The third reason, the sources said, was that the Pakistan army “needs a way out of the unpopular war it is fighting under U.S. pressure in FATA and Wana. They really have a problem and need a diversion. Thanks to the war on terror and the Musharraf legacy, for the first time in the history of Pakistan, the army is unpopular inside the country. They are in trouble.” India was determined to take these broad motivations into account as it crafted its response to Pakistan, the sources said. “We believe the civilian government is not involved. And it could be that the ultimate aim of this entire exercise could also be for the military in Pakistan to take power again in the name of dealing with an India crisis.” Though this would not happen overnight, the sources said this “would be the wrong outcome for [India] and so we are not going to [help them escalate].”
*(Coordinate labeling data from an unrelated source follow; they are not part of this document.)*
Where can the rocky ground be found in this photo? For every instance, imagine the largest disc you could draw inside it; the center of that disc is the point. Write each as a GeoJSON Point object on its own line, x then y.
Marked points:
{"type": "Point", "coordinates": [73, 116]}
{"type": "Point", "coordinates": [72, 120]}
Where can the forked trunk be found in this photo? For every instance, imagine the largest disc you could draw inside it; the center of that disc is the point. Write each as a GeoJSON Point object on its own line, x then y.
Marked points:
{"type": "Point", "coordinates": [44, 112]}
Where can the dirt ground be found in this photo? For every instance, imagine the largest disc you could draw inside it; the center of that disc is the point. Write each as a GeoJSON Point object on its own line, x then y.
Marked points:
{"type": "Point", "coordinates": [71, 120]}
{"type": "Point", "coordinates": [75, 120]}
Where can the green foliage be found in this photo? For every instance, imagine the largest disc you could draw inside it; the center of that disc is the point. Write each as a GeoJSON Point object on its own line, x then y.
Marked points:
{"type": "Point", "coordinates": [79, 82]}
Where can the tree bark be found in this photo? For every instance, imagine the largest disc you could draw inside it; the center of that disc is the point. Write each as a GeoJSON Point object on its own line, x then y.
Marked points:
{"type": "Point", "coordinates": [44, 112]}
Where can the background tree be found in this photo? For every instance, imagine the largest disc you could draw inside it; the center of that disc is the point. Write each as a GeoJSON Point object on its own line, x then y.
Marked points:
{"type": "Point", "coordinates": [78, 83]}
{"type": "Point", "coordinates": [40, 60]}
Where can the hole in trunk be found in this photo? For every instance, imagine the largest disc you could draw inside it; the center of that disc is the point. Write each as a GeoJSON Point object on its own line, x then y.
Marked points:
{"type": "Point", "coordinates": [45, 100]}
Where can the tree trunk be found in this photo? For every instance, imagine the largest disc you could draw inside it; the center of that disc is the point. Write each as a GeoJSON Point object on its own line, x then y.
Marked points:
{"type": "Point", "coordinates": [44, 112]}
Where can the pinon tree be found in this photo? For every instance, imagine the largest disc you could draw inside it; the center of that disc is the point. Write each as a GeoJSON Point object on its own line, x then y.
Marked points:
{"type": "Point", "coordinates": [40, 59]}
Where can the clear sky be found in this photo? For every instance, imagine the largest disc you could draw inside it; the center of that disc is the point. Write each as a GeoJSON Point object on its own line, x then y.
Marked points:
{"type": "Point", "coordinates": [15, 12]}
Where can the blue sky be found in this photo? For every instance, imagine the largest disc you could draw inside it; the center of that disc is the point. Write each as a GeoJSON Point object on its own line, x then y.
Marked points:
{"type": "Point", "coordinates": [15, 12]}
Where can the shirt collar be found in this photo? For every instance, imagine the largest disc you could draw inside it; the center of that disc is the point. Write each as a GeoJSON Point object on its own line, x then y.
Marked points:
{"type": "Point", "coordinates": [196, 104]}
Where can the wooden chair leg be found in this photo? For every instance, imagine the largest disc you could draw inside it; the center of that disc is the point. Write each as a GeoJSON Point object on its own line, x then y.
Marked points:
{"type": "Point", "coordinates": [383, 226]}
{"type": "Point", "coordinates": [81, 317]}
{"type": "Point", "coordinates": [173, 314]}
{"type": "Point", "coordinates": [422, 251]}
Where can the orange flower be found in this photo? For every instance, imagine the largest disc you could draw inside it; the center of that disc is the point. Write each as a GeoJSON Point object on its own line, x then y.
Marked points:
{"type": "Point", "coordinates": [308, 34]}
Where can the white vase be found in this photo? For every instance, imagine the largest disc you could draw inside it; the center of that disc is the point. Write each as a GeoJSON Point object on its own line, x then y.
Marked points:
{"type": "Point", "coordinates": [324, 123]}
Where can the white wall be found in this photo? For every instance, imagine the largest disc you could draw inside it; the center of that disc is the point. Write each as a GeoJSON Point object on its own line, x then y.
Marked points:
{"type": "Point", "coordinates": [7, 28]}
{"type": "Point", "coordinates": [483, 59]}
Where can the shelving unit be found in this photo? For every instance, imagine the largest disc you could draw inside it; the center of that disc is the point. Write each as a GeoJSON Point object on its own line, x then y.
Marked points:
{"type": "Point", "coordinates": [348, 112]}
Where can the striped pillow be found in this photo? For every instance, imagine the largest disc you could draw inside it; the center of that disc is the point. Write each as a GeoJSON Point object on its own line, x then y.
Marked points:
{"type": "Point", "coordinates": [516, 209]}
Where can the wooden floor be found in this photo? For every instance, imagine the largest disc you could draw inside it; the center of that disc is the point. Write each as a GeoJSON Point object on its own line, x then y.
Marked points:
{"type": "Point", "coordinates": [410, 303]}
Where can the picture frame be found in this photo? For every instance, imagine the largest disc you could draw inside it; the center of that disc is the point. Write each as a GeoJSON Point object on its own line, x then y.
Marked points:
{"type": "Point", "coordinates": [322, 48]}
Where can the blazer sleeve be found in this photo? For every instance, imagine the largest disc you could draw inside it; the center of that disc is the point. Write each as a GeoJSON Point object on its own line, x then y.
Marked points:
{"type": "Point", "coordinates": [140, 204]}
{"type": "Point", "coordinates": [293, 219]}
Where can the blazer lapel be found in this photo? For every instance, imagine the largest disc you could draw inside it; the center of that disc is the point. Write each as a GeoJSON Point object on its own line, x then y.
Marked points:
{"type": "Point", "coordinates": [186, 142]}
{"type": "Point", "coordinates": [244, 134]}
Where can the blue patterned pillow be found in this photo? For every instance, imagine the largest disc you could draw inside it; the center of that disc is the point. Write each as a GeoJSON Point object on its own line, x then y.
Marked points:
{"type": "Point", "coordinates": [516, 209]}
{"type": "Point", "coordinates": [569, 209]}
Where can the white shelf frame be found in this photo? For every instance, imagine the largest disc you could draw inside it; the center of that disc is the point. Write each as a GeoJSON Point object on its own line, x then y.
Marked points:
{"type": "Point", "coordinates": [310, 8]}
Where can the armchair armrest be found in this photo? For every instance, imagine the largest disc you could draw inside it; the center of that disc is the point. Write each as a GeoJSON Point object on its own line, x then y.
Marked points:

India’s goals were narrowly focused on getting the Jamaat-ud-Dawa — the parent organisation of the LeT — banned as a terror organisation and its leader, Hafiz Saeed, dealt with. It was significant that unlike other groups such as the Jaish-e-Mohammed, the LeT had never attacked Pakistan establishment targets. “So the relations between the LeT and the ISI are very intimate,” the sources added.
While the U.S. had shared crucial intelligence with India, the sources said no one should overestimate what Washington was likely to do. They said U.S. Joint Chief of staff Admiral Mike Mullen had delivered a tougher message to Islamabad than even Secretary of State Condoleezza Rice. “Don’t argue with me, he told them when they denied responsibility,” the sources said, “I have the proof.” “At the same time, this is an administration that worked with and invested in [Pakistan army chief] Ashfaq Parvez Kayani. So you can’t expect them to admit they were wrong to have faith in him.”
India had no intention of sharing the evidence it had with the Pakistani side, the sources said.
“We will leave it to the Americans to show them any proof they want.” Dr. Rice had been told during her visit to New Delhi on Wednesday that America had levers of influence over Pakistan which India didn’t. “So please use them,” we told her.
Even though American citizens had been killed in the Mumbai attacks, the sources said India “can’t expect the U.S. to do what suits us.” The Americans, they said, would play this for what suits them — to say, “OK, little boys, don’t fight, we’ll help you sort things out.”